Lab 09-02 — Parallel Sampling Shares Prompt KV [GPU-OPT]
n=4 in a SamplingParams looks like syntactic sugar for "send the request four
times." This lab shows why it's structurally better: the engine prefills the prompt
once, and all four samples share its KV blocks via the Phase 2 ref-count
machinery, diverging only from the first sampled token onward. You'll watch it happen
in the logs (75% prefix-cache hit rate for n=4 — three of four samples ride the
first's blocks) and connect three phases of machinery into the single cheapest way to
buy output diversity.
No GPU? Don't panic. The captured run below carries the whole argument — and the arithmetic sections need no hardware at all.
Contents
- Why this lab exists
- Background: one prompt, n tails
- Requirements
- Steps
- Captured output (real run, facebook/opt-125m, L4, vLLM 0.22.1, trimmed)
- Reading the numbers
- Hitchhiker's notes
- Reflect
- References
Why this lab exists
Parallel sampling is quietly one of the most-used features in production: best-of-n
ranking, self-consistency for reasoning (sample k chains, vote), candidate generation
for RLHF and eval pipelines, "regenerate" buttons. All of them multiply output
tokens while reusing one prompt — and whether that prompt is processed once or n times
is often the dominant cost term (prompts routinely outweigh completions 10:1 in chat
and RAG).

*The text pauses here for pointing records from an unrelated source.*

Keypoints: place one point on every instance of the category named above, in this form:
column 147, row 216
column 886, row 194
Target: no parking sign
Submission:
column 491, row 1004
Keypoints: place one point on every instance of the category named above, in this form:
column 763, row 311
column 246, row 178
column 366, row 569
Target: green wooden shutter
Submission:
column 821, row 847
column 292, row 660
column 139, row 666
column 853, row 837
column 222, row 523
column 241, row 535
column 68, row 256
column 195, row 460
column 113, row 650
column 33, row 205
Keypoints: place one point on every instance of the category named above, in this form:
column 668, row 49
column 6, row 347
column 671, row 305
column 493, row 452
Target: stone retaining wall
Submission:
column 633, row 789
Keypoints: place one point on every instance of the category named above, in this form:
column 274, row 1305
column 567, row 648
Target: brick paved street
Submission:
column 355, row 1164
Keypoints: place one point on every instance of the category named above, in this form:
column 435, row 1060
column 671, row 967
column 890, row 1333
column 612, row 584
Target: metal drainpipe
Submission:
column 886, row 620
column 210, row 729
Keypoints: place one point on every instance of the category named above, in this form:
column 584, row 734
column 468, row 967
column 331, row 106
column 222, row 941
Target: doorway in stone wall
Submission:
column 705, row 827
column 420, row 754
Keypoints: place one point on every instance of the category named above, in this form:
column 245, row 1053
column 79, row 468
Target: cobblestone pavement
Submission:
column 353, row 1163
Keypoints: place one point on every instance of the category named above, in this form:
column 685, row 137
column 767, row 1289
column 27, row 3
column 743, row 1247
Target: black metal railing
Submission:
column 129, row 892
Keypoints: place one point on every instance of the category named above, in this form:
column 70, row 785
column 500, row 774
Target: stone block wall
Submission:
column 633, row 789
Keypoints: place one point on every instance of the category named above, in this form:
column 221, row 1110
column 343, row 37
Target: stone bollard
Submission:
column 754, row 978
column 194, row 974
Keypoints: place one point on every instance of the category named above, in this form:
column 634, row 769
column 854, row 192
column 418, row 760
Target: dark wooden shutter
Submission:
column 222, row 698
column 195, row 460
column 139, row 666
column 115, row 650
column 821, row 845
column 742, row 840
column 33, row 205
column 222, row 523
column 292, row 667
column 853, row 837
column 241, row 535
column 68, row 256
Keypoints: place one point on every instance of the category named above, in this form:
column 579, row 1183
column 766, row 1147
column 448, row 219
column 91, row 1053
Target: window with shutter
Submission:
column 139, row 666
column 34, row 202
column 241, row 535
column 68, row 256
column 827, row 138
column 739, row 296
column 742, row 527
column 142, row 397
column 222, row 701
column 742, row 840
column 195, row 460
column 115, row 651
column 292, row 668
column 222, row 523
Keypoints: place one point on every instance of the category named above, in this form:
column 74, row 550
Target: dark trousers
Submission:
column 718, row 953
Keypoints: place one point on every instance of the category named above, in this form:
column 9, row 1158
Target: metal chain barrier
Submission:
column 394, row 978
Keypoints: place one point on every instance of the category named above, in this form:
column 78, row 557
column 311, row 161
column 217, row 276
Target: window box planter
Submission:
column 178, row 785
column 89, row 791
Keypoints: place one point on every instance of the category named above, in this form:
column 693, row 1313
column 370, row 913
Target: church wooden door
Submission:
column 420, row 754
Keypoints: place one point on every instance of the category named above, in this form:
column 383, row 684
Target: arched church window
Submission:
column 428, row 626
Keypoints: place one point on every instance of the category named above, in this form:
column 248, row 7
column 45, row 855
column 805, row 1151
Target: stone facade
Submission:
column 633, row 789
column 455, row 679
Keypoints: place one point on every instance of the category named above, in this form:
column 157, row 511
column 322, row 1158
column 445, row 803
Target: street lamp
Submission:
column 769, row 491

Knowing that n>1 shares the prefill — and why, down to the block
refcounts — turns "should we batch our candidates into one request?" from a guess
into arithmetic you can do in your head: n=4 on a 2,000-token prompt with 100-token
outputs ≈ 6,000 prompt tokens saved — roughly 3× cheaper than four independent
requests at this shape.
The lab is also the phase's bridge back to the memory phases: it's the first place
sampling policy (how many candidates) visibly drives memory behavior (block
sharing). The diversity you buy with n is priced in KV blocks, and the discount —
sharing — comes from infrastructure built three phases ago for a different feature
(prefix caching). Composability like that is what good engine design looks like from
the outside.
Background: one prompt, n tails
What the engine does with n=4: the frontend fans the request into 4 sequences;
sequence 1 prefills the prompt, caching its full blocks (Phase 2 lab-05's eager
caching at allocation); sequences 2–4 hit those blocks at admission
(get_computed_blocks → touch → ref_cnt = 4 on the shared blocks) and prefill
only the cache-ineligible remainder (the partial tail block + last token — the
num_tokens − 1 rule). From the first sampled token, each sequence allocates its own
private tail blocks and diverges — temperature 1.0 plus per-sequence RNG state
(lab-04's machinery) makes the four continuations distinct.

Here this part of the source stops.